WASHINGTON, DC: Organic dairy farmers from throughout the country descended on the nation’s capital last week in a show of solidarity requesting a USDA crackdown on large industrial dairy farms producing “organic” milk. The farmers present, along with over 8000 submitted comments from consumers and other organic producers, prompted the USDA’s National Organic Standards Board (NOSB) to pass recommendations for changes in the organic regulations and a guidance draft to help organic certifiers enforce the law. Critics contend that these large farms are ignoring the requirement that organic cows graze on grass as a major component of their diet (please see previous releases below).

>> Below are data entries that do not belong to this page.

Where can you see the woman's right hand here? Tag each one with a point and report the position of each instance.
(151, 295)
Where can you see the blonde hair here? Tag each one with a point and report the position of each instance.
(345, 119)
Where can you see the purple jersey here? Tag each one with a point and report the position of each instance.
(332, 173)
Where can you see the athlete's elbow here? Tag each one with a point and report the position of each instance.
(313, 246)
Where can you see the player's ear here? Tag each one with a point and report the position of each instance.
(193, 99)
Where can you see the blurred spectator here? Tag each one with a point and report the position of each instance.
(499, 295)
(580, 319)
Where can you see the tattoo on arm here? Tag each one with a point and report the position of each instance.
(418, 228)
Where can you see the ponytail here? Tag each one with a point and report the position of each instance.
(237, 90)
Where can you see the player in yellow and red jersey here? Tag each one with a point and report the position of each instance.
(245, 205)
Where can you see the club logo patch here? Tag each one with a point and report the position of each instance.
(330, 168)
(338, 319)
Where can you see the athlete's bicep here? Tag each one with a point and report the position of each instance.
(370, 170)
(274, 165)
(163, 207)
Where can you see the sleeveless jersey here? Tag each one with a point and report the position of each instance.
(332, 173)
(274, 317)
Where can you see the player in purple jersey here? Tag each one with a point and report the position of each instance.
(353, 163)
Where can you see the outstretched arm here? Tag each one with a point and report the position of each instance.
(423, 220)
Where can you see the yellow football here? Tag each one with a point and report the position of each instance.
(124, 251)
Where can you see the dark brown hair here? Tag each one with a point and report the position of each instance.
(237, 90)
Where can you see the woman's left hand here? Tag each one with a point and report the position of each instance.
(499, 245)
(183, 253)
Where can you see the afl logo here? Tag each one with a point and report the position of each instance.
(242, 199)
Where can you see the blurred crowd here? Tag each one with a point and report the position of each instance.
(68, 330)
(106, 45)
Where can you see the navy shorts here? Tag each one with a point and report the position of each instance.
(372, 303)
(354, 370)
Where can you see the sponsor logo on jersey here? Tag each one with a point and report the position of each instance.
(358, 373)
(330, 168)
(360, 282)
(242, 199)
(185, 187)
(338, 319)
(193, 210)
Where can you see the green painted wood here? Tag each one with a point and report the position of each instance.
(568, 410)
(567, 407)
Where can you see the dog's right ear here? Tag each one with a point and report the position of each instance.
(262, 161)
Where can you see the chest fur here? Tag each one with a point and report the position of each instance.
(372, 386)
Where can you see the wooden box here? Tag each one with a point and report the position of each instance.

New York dairyman George Wright testified that some dairy marketers are misleading consumers by using photographs of bucolic scenery and cows out on pasture to market their dairy foods. “You never see [confined] cattle in their ads bellied up to a feed bunk getting their lunch.” Dairy farmers from California, Michigan, Pennsylvania, and throughout New England passionately made their case before the USDA panel.

“Grass is the be-all and end-all of the cow,” said Jack Lazor, a Vermont dairy farmer and producer of Butterworks organic yogurt. “Cows have the ability to pollute the Earth or heal the Earth. If your animals are in a feed lot . . . it’s not a healthy situation, and you’re not making the earth a better place.”

The Wisconsin-Based Cornucopia Institute joined with the Northeast Organic Dairy Producers Alliance to help organize farmer participation. Along with the Organic Consumers Association they encouraged farmers and consumers who could not make it to Washington to send in written comments—and they sure did! NOSB members and USDA staff were humbled by the unprecedented outpouring and concern in support of maintaining high organic integrity in terms of dairy production.

The rule changes and guidance draft approved by the NOSB were designed to eliminate loopholes that allowed a handful of corporate-owned farms, some with over 5000 cows, to market milk labeled as organic while confining their cows during the period of life when they are producing milk. Observers will now concentrate on making sure that these proposed changes go into effect and the USDA aggressively enforces them.

“Consumers feel good about paying premiums for organic milk because they are supporting family farms and a higher environmental and animal husbandry ethic,” stated Mark Kastel, Senior Farm Policy Analyst at The Cornucopia Institute. “Together the organic community, gathered in Washington, sent a clear and strong message to the investors who are building these industrial dairies: your production model is not organic and you would be prudent to heed the refrain of Maine dairy farmer, Henry Perkins who said, Let Them Eat Grass!”